ASIC chip to pow have to be cheap and easy to be produced, so more manufacturer can join the business at a relative low cost.
How many competitors we have producing GPU/CPU chips? thats centralization, also general purposed hardware can be resold, lowering attack costs. Datacenters miners will allways be cheaper than home miners and nothing can stop them to centralize.

Also coins mineable with GPU/CPU are often mined using maleware botnets, or stealing your workplace money so your network will be secured by evil, and thats not good. In any case honest home mining will be unprofitable y a waste of time.

Actual sha256 is great because it is very simple to produce asics to solve them.

Last days, I was thinking about how an emergency pow change can be done if something go wrong with actual double sha256 algo.

A pow change will definetly hit hard all mining industry, and I hope it will almost surely harm virtuos mininers harder than evil miners, so in the end evil will be prizewinner.

Thats a very hard problem to solve.
 think the only way to reduce damage can be, to change pow a little but not so much, so virtuos(but also evil) manufacturer can switch production easly.
In example, actual mining algo use double sha256, a solution to reduce manufacturer damage and to allow miners to get their mining hardware manufactured fast, and come back securing the blockchain ASAP, can be triple sha256.
this will make all previous hardware to be kicked out from the network, and will allow a fast substitution with new hardware.
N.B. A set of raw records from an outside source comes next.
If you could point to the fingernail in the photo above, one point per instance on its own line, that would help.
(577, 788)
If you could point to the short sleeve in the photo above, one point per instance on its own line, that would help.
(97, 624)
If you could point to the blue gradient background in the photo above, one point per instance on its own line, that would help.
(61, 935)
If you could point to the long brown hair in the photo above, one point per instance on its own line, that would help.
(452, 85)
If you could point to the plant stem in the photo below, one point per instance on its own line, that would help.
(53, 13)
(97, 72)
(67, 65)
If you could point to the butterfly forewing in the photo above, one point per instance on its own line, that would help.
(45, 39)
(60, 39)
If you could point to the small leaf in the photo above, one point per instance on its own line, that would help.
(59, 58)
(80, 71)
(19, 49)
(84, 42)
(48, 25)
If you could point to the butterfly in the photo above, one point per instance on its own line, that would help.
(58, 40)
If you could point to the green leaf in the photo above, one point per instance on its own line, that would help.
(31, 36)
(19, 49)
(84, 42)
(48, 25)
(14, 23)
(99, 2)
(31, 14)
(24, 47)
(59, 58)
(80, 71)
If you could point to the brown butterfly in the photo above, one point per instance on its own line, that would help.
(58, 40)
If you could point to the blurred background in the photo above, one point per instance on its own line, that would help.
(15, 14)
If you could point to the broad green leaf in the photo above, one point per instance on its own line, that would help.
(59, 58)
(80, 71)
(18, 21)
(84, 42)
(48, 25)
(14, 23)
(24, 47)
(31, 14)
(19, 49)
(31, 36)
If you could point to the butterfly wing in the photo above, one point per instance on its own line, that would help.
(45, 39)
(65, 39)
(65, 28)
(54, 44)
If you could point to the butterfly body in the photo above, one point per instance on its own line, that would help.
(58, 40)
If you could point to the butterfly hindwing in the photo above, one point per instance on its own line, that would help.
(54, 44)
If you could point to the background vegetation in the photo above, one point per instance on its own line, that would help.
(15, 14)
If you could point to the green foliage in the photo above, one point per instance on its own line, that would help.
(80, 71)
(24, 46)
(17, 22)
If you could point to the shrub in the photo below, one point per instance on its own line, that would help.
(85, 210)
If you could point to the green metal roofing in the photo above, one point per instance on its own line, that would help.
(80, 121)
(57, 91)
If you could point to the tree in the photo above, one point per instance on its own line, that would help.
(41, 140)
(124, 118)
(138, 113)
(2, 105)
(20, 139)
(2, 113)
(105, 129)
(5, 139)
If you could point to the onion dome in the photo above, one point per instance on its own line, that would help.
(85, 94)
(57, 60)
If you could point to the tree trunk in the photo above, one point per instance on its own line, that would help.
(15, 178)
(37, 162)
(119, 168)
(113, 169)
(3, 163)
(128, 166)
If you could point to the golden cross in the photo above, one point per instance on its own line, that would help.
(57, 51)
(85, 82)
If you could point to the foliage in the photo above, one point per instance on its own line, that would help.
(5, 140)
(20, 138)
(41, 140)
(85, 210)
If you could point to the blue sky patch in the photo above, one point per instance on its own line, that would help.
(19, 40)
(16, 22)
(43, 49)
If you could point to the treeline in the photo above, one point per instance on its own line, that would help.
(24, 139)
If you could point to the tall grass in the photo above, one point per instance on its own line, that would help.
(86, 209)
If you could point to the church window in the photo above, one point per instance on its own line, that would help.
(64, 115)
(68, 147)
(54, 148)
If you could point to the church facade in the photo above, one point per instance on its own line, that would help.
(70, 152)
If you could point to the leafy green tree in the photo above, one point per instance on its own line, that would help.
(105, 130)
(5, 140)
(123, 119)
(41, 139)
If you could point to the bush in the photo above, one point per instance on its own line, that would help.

but, this is a very ugly emergency solution it should not be used as some sort of antitrust to kill bitmain, as bitmain will come back stronger than ever. If you don't like bitmain you can support others manufacturer buying their hardware.
It is only an example, I don't think bitmain is evil, I think they are strong hard invested bitcoin believers. Some their actions can look evil, but they are only testing and provocating to make bitcoin stronger! Afterall bitcoin is an experiment !!!!